The market intelligence company IDC estimates that the number of connected devices and sensors to the internet will surge from 11 billion in 2016 to 80 billion by 2025. These devices and sensors will produce huge amount of big data, says Tushar Bhatnagar, IoT project manager with TechMahindra.
This data can hold extremely valuable information if used effectively; data that can help in real-time insights for the doctors, increase productivity across industries, create smart homes, help cities to predict accidents, provide communication between autonomous cars etc.
The possibilities that this data brings are endless and we need to formulate ways to analyse and process this big data with speed and accuracy.
However, this flood of data also brings along with it few challenges, such as:
- How to manage, analyse and create meaningful insights.
- How to ensure fast and accurate analysis.
- How to balance between centralised versus localised intelligence.
- How to balance between personalisation versus data privacy.
- How to maintain security.
And Artificial Intelligence (AI) can be instrumental in removing some of these challenges and help make sense of this data and make sure that the Internet of Things (IoT) lives up to its promise. AI effectively enhances and multiplies the benefit and the impact IoT can have on the businesses who will adopt it. It has the capability to provide analytics that is required to extract meaningful information from the vast amount of data. In fact, AI is one of the key catalysts to grow IoT and take it to the next level.
Artificial intelligence can, in fact, help growth of IoT at three levels: –
- Power of Prediction – At the most basic level, it can enable the power of prediction. It will be able to forecast what will happen? This will enable organisations to use the data to know when a machinery or a part is about to break so they can take appropriate action.

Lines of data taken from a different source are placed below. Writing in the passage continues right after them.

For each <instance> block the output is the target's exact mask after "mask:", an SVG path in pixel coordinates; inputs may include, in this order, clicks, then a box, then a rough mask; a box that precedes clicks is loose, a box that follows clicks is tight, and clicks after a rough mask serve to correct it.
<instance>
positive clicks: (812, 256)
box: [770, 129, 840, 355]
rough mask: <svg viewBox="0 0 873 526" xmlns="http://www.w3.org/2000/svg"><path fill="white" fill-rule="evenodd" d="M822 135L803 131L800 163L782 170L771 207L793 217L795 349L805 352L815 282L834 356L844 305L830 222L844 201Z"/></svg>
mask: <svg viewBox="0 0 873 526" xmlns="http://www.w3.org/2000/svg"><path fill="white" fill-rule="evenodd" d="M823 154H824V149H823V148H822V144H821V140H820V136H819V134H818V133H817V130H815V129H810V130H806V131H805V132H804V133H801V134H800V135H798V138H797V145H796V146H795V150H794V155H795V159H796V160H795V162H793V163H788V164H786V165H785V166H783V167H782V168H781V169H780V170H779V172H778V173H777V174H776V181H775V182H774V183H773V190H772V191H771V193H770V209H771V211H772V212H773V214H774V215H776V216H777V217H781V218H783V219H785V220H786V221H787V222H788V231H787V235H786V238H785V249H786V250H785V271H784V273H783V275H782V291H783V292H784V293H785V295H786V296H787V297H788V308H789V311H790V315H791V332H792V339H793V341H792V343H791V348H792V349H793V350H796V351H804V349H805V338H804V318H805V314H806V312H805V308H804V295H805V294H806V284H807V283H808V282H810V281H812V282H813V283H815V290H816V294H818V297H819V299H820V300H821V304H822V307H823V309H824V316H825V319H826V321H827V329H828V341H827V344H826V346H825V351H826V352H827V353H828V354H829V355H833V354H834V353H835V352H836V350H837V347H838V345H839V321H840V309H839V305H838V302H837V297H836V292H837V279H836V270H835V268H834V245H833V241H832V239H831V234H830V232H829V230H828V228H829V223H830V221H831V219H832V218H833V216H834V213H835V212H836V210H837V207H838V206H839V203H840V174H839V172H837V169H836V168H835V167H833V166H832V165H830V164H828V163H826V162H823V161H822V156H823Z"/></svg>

- Power of Prescription – At a more advanced level, with intelligent sensors with logic to drive action means that it will be able to tell what should we do to avoid an outage or disaster. For example, railway track sensors can warn against track failures, or autonomous vehicles can course-correct when the car veers away from the centre of the lane.
- Power of Adaptation – At the highest level, based on the continuous data feed the system will be able to learn to take the optimal action without human intervention. For example, in healthcare, blood glucose sensors can alter insulin delivery in response to changing patient needs.

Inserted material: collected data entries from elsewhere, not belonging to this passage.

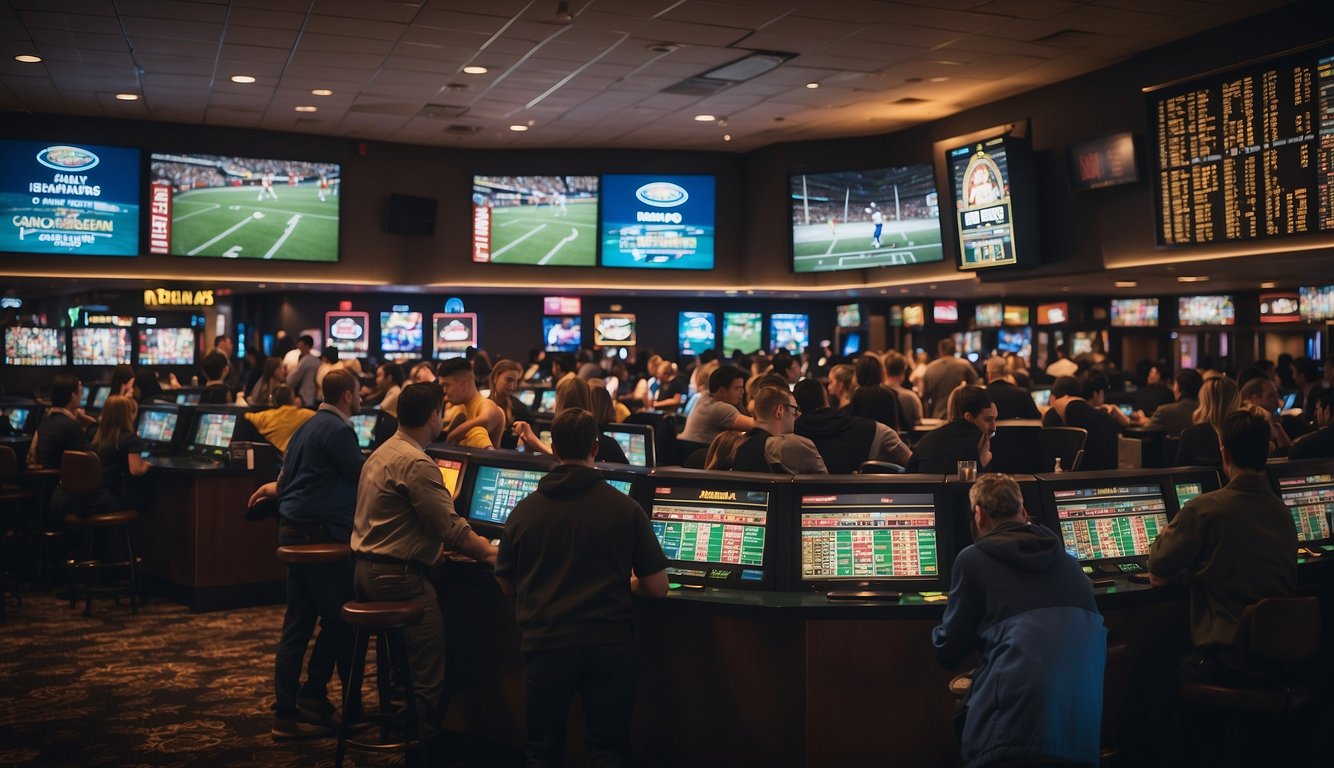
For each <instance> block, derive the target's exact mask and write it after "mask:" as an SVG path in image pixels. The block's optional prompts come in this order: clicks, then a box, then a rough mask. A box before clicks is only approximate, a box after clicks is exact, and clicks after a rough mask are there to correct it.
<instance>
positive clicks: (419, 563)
mask: <svg viewBox="0 0 1334 768" xmlns="http://www.w3.org/2000/svg"><path fill="white" fill-rule="evenodd" d="M356 557H358V559H359V560H366V561H367V563H380V564H382V565H399V567H402V568H404V569H408V571H414V572H415V573H418V575H419V576H426V575H427V573H428V572H430V571H431V568H430V567H428V565H423V564H422V563H418V561H416V560H400V559H398V557H390V556H388V555H376V553H375V552H358V553H356Z"/></svg>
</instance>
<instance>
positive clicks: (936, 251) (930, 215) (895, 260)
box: [790, 164, 944, 272]
mask: <svg viewBox="0 0 1334 768" xmlns="http://www.w3.org/2000/svg"><path fill="white" fill-rule="evenodd" d="M790 200H791V205H792V208H791V211H792V271H794V272H834V271H838V269H866V268H870V267H899V265H903V264H923V263H928V261H940V260H942V259H944V251H943V248H942V245H940V203H939V193H938V192H936V188H935V173H934V172H932V169H931V165H930V164H920V165H906V167H898V168H874V169H867V171H839V172H832V173H802V175H794V176H791V177H790Z"/></svg>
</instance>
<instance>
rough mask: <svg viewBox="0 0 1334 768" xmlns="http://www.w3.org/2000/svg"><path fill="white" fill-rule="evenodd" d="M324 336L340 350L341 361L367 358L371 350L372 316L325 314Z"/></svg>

I believe that IoT and AI are interdependent and should not be treated in silos. If we want them to reach their true potential, they both need to move forward hand in hand.
At one end IoT is able to generate huge amount of big data and needs AI to make use of this data, and on the other end AI needs huge amounts of data to grow and able to move towards a system that is able to take action without any human intervention.
It’s time that we let the machines help us in getting insights from the data.
The author of this blog is Tushar Bhatnagar, IoT project manager with TechMahindra.